Com’è possibile? I fisici della collaborazione Alpha avrebbero forse commesso qualche errore? «No, non credo che ci siano errori sperimentali», dice Villata a Media Inaf, «e quindi qui sulla Terra abbiamo attrazione tra una materia dominante e le minuscole briciole di antimateria che riusciamo a produrre. Posso sinceramente dire che me lo aspettavo, perché quell’esigua quantità di antimateria non può invertire il proprio spaziotempo, immersa com’è nel flusso temporale della pervasiva materia che la circonda. Sarebbe come gettare controcorrente una fogliolina in un fiume impetuoso e pretendere che possa risalire la corrente. Ma quel valore che trovano di 0.75 g (invece di g), sebbene abbia una grande incertezza, potrebbe essere un indizio del tentativo della foglia di opporsi al fluire del fiume».

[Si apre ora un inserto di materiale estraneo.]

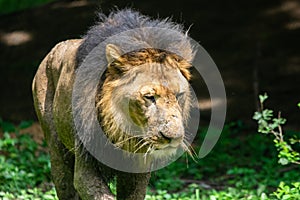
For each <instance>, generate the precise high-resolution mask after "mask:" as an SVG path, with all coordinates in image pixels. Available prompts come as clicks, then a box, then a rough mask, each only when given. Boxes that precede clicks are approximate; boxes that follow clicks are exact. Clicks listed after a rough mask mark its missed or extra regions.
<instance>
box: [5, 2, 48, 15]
mask: <svg viewBox="0 0 300 200" xmlns="http://www.w3.org/2000/svg"><path fill="white" fill-rule="evenodd" d="M51 1H54V0H0V15H1V14H7V13H12V12H16V11H19V10H23V9H26V8H31V7H34V6H37V5H41V4H44V3H48V2H51Z"/></svg>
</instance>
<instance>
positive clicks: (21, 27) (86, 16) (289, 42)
mask: <svg viewBox="0 0 300 200" xmlns="http://www.w3.org/2000/svg"><path fill="white" fill-rule="evenodd" d="M114 5H117V6H118V7H119V8H123V7H133V8H135V9H137V10H139V11H141V12H142V13H144V14H147V15H151V16H154V17H157V16H159V17H170V16H172V18H173V20H174V21H176V22H180V23H183V24H184V25H185V27H186V28H189V27H190V25H192V26H191V28H190V36H191V37H192V38H193V39H195V40H196V41H199V42H200V44H201V45H202V46H203V47H204V48H205V49H206V50H207V51H208V52H209V53H210V55H211V57H212V58H213V59H214V61H215V62H216V64H217V66H218V67H219V70H220V72H221V74H222V77H223V80H224V83H225V86H226V91H227V97H228V111H227V121H232V120H238V119H241V120H244V121H246V122H249V123H250V124H253V122H252V121H251V117H252V113H253V112H254V111H255V109H256V104H257V102H256V94H257V93H261V92H267V93H268V94H269V96H270V101H269V103H268V106H269V107H273V108H276V110H281V111H282V115H283V116H286V117H287V118H288V119H289V125H290V126H292V127H298V128H299V125H298V123H299V119H300V117H299V116H300V110H299V109H297V107H296V104H297V102H299V101H300V54H299V53H300V51H299V45H300V37H299V36H300V3H299V1H296V0H282V1H279V0H266V1H260V0H253V1H238V0H233V1H217V0H210V1H196V0H185V1H179V0H172V1H171V0H165V1H157V0H153V1H133V2H130V1H120V0H119V1H117V0H110V1H104V2H102V3H101V6H99V3H98V2H97V1H91V0H85V1H84V0H79V1H67V0H64V1H57V2H54V3H50V4H47V5H45V6H42V7H38V8H34V9H31V10H26V11H23V12H18V13H14V14H10V15H4V16H1V21H0V87H1V98H0V104H1V106H0V116H1V117H2V118H4V119H6V120H12V121H20V120H26V119H35V114H34V110H33V106H32V98H31V81H32V78H33V76H34V73H35V71H36V69H37V67H38V64H39V63H40V62H41V60H42V59H43V57H44V56H45V55H46V54H47V53H48V52H49V51H50V49H51V48H52V47H53V46H54V45H55V44H56V43H58V42H59V41H62V40H66V39H71V38H79V37H80V36H81V35H82V34H84V33H85V31H86V30H87V27H89V26H90V25H92V24H93V22H94V21H95V19H96V17H95V12H96V11H97V10H99V8H101V10H102V11H103V12H105V13H109V10H110V9H112V8H113V7H114ZM195 87H196V88H199V89H200V90H202V89H203V91H205V86H204V85H195ZM205 93H206V92H204V94H203V95H201V97H200V100H201V99H202V100H203V101H204V100H205V99H206V98H208V96H207V94H205ZM203 108H204V107H203ZM202 111H203V113H204V115H205V113H206V112H207V111H206V110H205V108H204V109H203V110H202Z"/></svg>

Se qui sulla Terra non possiamo apprezzarne gli effetti, dove bisognerebbe dunque andare, per misurare sperimentalmente l’antigravità? In quale luogo dell’universo si nasconderebbe, tutta questa antimateria respingente? La risposta che s’incontra nell’articolo di Villata è quasi ovvia: se cerchiamo qualcosa che respinge la materia, conviene andare a vedere anzitutto là dove la materia non c’è, o quanto meno scarseggia. Luoghi del genere nell’universo esistono: si chiamano vuoti cosmici. «Sono regioni ben note ad astronomi e cosmologi, immense “bolle” nell’universo dove la materia è quasi assente», spiega Villata. «E manifestano un notevole effetto repulsivo sulle galassie che le circondano. Sarebbero “isole” di spaziotempo invertito, alternate nel cosmo alle isole di materia occupate dagli ammassi di galassie».

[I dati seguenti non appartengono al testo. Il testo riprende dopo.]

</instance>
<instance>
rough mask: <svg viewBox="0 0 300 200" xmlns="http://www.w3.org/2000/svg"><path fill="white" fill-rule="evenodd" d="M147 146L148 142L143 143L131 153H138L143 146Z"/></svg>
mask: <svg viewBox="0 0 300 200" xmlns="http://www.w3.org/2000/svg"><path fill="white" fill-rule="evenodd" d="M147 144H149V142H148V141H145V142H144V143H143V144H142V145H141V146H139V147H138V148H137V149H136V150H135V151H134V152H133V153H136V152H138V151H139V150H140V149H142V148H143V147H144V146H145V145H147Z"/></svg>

Poiché dei vuoti cosmici, per lo meno di quelli più grandi dell’universo visibile, non solo sappiamo che esistono ma ne conosciamo anche la posizione in cielo, viene a questo punto naturale chiedersi perché non siamo mai riusciti a osservarla, tutta questa antimateria teoricamente in essi presente. «Non la vediamo», suggerisce Villata, «proprio perché emetterebbe radiazione cosiddetta “anticipata” (cioè l’altra soluzione delle equazioni di Maxwell nel vuoto, rispetto a quella della radiazione che ben conosciamo), per la quale non abbiamo (ancora) strumenti capaci di rivelarla. Basti pensare che i fotoni emessi dall’antimateria verrebbero nel nostro spaziotempo “percepiti” come fotoni emessi dal rivelatore per raggiungere l’anti-stella che li ha prodotti, cioè con un cammino spaziotemporale invertito. Quindi, là dove vediamo il buio nell’universo non sappiamo per ora dire se c’è il vuoto oppure antimateria».